Combat de boxe dans un gymnase entre deux élèves gendarmes en treillis kaki, avec gilet pare-balles, casque de boxe, gants et jambières.
© E.G. Eugénie Taupin

Savoir-faire et savoir-être

Les élèves sont ainsi répartis en quatre groupes de niveau, en fonction de leurs capacités physiques initiales, et les séances sont adaptées au niveau de chacun d’entre eux. La formation sportive, encadrée par des moniteurs CT1 sport, repose sur les principes de régularité, de progressivité et d’adaptabilité. « Le but n’est pas d’en faire des sportifs de haut niveau. L’objectif est clairement opérationnel. Il est essentiel de savoir s’éprouver et de connaître ses limites pour être capable de faire face aux contraintes de notre métier au quotidien, en toute sécurité et avec technicité et efficacité. Les méthodes d’encadrement peuvent varier selon la sensibilité de l’instructeur, mais l’objectif reste le même : susciter cette motivation de manière intelligente, insiste le CNE Meyer. Au-delà de la simple mise en condition physique, il s’agit aussi, selon moi, de développer un véritable savoir-être, notamment à travers le goût de l’effort et la responsabilisation. La pratique sportive requiert en effet du courage, tant physique, comme sur les pistes d’audace où l’on est confronté à des difficultés, que mental, pour s’engager dans une pratique régulière. Enfin, je dirais que le sport contribue aussi à la transmission de valeurs inhérentes à notre identité de gendarme, comme le rapport à la règle, le rapport aux autres, la cohésion et le dépassement de soi. Ces valeurs qui constituent l’éthique professionnelle du gendarme peuvent s’apparenter in fine à la déontologie du métier. L’Entraînement physique militaire et sportif (EPMS) est donc un levier qui permettra d’atteindre les objectifs définis dans le Code de déontologie. Plus largement, je dirais que l’EPMS, tel qu’il est dispensé dans les écoles de gendarmerie, permet aussi de cultiver notre militarité. »

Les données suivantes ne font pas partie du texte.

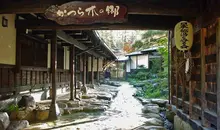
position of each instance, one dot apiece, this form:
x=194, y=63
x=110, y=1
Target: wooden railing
x=29, y=79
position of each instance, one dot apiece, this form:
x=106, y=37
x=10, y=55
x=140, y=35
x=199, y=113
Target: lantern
x=183, y=35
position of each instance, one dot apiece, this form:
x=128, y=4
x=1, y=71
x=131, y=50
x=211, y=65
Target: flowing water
x=124, y=113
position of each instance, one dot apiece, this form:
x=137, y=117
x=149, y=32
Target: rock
x=4, y=121
x=150, y=128
x=159, y=102
x=179, y=124
x=90, y=86
x=18, y=125
x=42, y=115
x=28, y=115
x=152, y=115
x=62, y=105
x=94, y=108
x=139, y=85
x=144, y=101
x=154, y=122
x=170, y=116
x=27, y=101
x=88, y=96
x=84, y=89
x=73, y=104
x=151, y=108
x=68, y=111
x=105, y=97
x=79, y=84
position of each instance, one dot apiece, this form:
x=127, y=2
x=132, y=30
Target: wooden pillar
x=177, y=75
x=75, y=68
x=203, y=87
x=87, y=69
x=98, y=70
x=81, y=66
x=118, y=68
x=72, y=58
x=17, y=77
x=218, y=74
x=53, y=107
x=92, y=70
x=84, y=69
x=169, y=66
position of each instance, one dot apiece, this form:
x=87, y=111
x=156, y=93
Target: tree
x=149, y=39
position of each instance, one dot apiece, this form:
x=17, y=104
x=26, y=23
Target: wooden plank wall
x=33, y=73
x=198, y=97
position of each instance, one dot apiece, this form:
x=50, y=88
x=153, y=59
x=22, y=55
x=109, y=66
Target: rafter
x=134, y=22
x=140, y=7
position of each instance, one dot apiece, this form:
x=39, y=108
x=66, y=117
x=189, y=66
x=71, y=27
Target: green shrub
x=12, y=108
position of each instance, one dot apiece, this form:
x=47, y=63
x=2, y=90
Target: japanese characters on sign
x=183, y=35
x=86, y=13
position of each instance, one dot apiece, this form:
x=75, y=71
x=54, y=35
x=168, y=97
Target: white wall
x=8, y=40
x=143, y=60
x=128, y=68
x=133, y=62
x=66, y=58
x=137, y=61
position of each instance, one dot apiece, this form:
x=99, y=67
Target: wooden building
x=30, y=35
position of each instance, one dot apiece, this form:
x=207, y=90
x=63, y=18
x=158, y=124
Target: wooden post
x=92, y=71
x=75, y=67
x=177, y=76
x=87, y=69
x=72, y=57
x=81, y=67
x=118, y=68
x=203, y=87
x=169, y=65
x=218, y=74
x=98, y=70
x=84, y=69
x=53, y=107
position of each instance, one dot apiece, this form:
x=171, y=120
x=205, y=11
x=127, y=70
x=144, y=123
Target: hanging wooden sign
x=87, y=13
x=183, y=35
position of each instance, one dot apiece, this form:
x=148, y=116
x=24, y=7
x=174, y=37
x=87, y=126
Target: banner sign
x=183, y=35
x=87, y=13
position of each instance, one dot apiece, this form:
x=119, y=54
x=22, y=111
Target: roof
x=123, y=58
x=142, y=52
x=152, y=49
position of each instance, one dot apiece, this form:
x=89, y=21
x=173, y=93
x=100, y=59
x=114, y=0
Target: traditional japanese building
x=43, y=45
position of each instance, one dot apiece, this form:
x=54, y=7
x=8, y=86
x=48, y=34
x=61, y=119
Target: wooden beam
x=92, y=70
x=98, y=70
x=135, y=22
x=53, y=107
x=140, y=7
x=218, y=73
x=72, y=57
x=202, y=73
x=65, y=37
x=84, y=69
x=75, y=70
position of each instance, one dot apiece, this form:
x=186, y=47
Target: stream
x=124, y=113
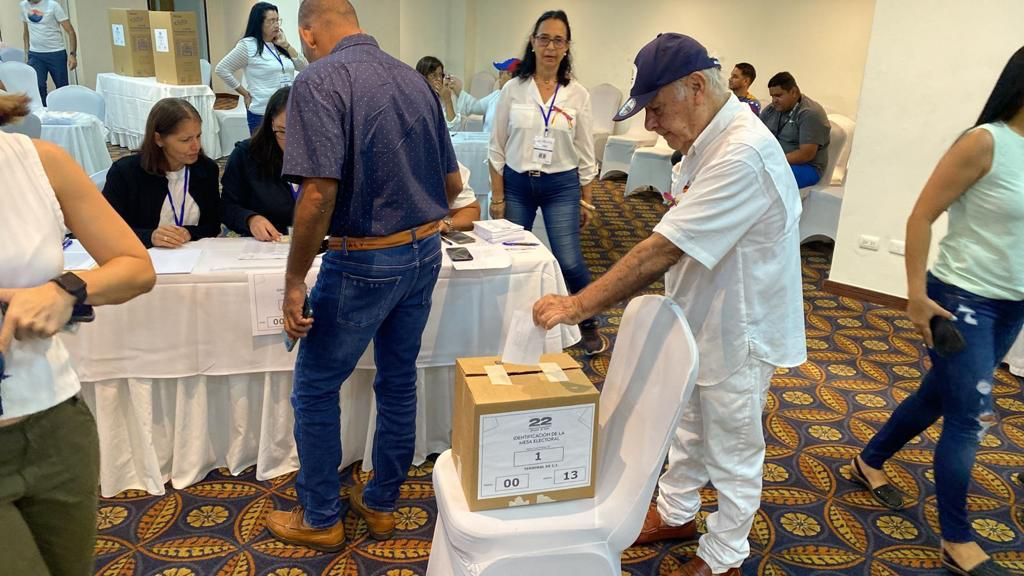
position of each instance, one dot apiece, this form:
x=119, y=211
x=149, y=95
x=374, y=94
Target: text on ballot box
x=523, y=435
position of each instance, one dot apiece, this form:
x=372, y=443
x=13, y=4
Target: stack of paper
x=498, y=231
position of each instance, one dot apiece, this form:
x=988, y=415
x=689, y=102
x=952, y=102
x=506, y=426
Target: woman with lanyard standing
x=167, y=193
x=269, y=62
x=256, y=201
x=542, y=153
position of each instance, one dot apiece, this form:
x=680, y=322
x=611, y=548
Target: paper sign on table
x=524, y=342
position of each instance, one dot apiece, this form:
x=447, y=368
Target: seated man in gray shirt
x=801, y=126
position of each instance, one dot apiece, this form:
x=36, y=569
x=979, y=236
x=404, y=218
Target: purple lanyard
x=179, y=218
x=547, y=117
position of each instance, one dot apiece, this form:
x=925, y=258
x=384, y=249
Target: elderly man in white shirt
x=729, y=250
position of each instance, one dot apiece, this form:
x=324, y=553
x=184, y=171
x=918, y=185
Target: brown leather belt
x=381, y=242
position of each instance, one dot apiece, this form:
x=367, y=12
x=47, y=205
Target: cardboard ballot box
x=132, y=42
x=523, y=435
x=175, y=47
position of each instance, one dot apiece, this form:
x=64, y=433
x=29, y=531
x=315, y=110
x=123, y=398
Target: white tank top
x=32, y=230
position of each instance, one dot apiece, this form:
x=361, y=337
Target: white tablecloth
x=129, y=100
x=80, y=134
x=179, y=385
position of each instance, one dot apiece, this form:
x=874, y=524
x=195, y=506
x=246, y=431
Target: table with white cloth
x=180, y=386
x=129, y=100
x=81, y=134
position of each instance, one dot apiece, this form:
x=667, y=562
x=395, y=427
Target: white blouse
x=183, y=202
x=32, y=228
x=264, y=74
x=518, y=118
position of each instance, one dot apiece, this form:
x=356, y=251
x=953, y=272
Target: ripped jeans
x=957, y=387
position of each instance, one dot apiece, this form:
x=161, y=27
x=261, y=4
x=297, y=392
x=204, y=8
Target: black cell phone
x=946, y=337
x=459, y=254
x=459, y=237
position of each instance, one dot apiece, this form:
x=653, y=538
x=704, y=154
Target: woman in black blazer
x=256, y=200
x=168, y=192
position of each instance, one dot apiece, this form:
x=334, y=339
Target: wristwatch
x=71, y=283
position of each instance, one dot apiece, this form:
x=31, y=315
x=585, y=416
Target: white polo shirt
x=739, y=280
x=518, y=117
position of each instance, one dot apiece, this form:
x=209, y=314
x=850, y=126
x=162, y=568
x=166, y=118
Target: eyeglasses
x=544, y=40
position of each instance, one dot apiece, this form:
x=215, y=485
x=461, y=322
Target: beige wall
x=921, y=90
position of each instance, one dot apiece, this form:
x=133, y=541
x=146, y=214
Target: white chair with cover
x=19, y=77
x=604, y=100
x=823, y=201
x=650, y=377
x=650, y=167
x=620, y=148
x=77, y=98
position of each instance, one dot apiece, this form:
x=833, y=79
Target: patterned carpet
x=863, y=360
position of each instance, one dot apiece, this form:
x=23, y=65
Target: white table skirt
x=190, y=389
x=81, y=135
x=130, y=99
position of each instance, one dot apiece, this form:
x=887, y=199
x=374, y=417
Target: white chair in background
x=650, y=167
x=604, y=100
x=19, y=77
x=650, y=377
x=620, y=148
x=823, y=202
x=11, y=53
x=77, y=98
x=31, y=126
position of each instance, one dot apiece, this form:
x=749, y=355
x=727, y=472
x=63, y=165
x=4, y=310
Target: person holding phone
x=978, y=283
x=542, y=154
x=49, y=452
x=433, y=70
x=268, y=60
x=168, y=192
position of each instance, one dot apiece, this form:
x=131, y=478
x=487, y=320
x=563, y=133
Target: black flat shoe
x=887, y=494
x=987, y=568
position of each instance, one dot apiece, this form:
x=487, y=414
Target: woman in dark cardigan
x=168, y=192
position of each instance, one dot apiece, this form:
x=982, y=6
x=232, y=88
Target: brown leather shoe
x=290, y=527
x=381, y=525
x=697, y=567
x=654, y=529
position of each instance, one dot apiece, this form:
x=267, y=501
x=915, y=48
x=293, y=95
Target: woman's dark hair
x=263, y=146
x=164, y=119
x=1008, y=94
x=254, y=29
x=528, y=66
x=428, y=65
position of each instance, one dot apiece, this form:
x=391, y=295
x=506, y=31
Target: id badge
x=544, y=150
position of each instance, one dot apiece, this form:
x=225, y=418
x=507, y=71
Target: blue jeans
x=254, y=121
x=806, y=174
x=382, y=295
x=957, y=387
x=54, y=64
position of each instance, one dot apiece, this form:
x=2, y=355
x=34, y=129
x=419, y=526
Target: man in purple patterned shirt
x=369, y=144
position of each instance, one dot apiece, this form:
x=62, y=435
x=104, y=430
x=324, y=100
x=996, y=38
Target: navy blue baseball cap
x=665, y=59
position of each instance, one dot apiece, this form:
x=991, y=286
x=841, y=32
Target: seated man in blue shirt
x=801, y=126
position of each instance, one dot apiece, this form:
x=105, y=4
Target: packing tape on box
x=554, y=372
x=498, y=375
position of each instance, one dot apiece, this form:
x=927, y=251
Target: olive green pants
x=49, y=470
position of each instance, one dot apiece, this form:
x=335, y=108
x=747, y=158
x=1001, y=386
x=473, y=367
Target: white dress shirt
x=739, y=281
x=176, y=187
x=518, y=118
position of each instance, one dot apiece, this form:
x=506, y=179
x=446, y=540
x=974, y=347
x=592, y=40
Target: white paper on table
x=174, y=260
x=524, y=342
x=256, y=250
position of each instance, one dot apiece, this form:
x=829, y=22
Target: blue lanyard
x=547, y=117
x=179, y=218
x=275, y=55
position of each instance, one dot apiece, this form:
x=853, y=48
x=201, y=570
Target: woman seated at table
x=256, y=201
x=466, y=209
x=167, y=192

Deux élèves gendarmes en treillis progressent en rampant sur le bitume sous un grillage.
© E.G. Eugénie Taupin

« Se donner les moyens de réussir »

Si la pratique sportive collective en dehors des créneaux programmés et sans encadrement qualifié est interdite pour des raisons de sécurité, de nombreux élèves s’adonnent également, en dehors des cours, à une pratique sportive individuelle, comme la course à pied ou l’entraînement musculaire ou cardio en salle. Par ailleurs, en plus de la formation programmée, des activités sportives annexes sont proposées aux élèves, comme le cross national de la gendarmerie ou les différentes disciplines pratiquées au sein du Club sportif et de loisirs de la gendarmerie (CSLG), telles que le badminton, le volley, le tennis, le crossfit, la musculation, la course à pied, le tir à air comprimé…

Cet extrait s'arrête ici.